I knew I had to make amends fast. I called for a team meeting and mentioned that we need to speed things up and take ownership. While requesting updates, Nigel always started first and somehow always ended up providing status for the overall project. This time, I asked Nigel to focus his status update on just his tasks. I then turned to Roger to provide an update for himself, just as Nigel did. Roger now had to personally deal with the discomfort of a delay in the project. I also mentioned that starting this week, both Roger and Nigel would attend the client call and provide status updates for their respective tasks. I also highlighted the role each one had and how equally important they were to ensuring the success of this project. I also alluded to Roger’s experience and how that has helped us not just on his tasks but in the overall design of the solution. During the client call, the client asked me what would be the new dates on the delayed tasks. Although I usually answered timeline questions myself, I decided to defer the question to Roger himself. Roger, although surprised, knew the dates he had informed me earlier and conveyed the same to the customer. The client went on to stress the importance of the timeline and Roger replied that he would work over the weekend to make up for time lost.

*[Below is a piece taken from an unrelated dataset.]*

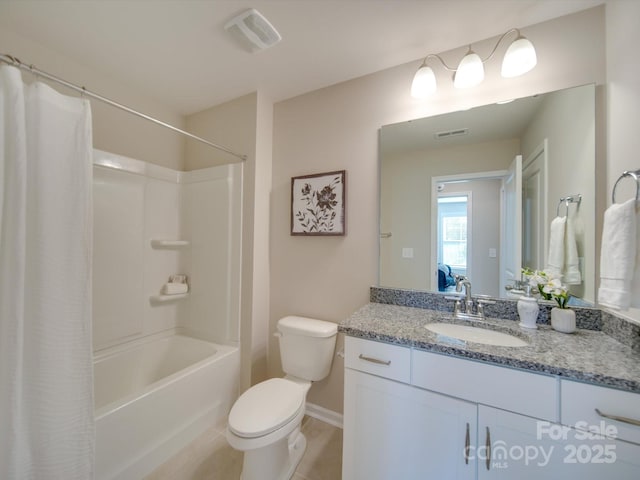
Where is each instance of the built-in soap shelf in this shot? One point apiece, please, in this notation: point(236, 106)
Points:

Roger now had a personal commitment he made and while I believe he always wanted to meet deadlines, his low motivation level never gave him that push to work hard. He now felt personally liable to live up to his own word. It took just over a week for Roger to get his tasks on track, which meant he not only completed his tasks at the rate he promised but also worked extra to make up for lost time. I commended him on his efforts and knew I had learned a few lessons as a project manager.

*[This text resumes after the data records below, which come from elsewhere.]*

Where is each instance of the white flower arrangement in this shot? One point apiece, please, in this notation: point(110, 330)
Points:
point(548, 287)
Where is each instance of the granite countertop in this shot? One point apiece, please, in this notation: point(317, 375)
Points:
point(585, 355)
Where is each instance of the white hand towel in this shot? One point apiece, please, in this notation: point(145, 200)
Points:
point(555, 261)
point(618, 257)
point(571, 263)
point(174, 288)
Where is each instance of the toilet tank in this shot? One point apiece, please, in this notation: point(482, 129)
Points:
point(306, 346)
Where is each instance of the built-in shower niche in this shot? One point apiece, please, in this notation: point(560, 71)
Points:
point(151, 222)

Knowing what motivates an individual is the key to utilizing human resources effectively. Some people are motivated by power and they perform best in positions of authority or importance. Others are motivated by the sense of achievement and always work best when they know and feel the impact their work has. There are others who are motivated by recognition and always work hard aiming for the “Employee of the Month” and usually get it too. But a Sense of ownership is a must for each of these types of individuals.
In hindsight, the decision to leave out Roger out of the team meetings to get more time coding was a bad one. Roger ended up being later than ever and his absence dented his motivation levels.
Project Managers must be proactive in drawing the active participation of all attendees in meetings. Detachment in meetings is often the first sign of lack of ownership, and managers must often direct conversations towards such individuals to draw them in.
All in all, it was a great project and we achieved the key success criteria. But the experience handling the team was more enriching than the success itself.
Allen D’Souza is a PMP Certified Project Manager and Solution Architect with wide and varied exposure to Oracle HCM within Oracle Corporation and outside in the Consulting domain. Interests include designing solutions and products that are functionally rich yet scalable, performant and extensible using client-server architecture; Implementation of Oracle E-Business Suite (HCM) for both 11i and R12 releases.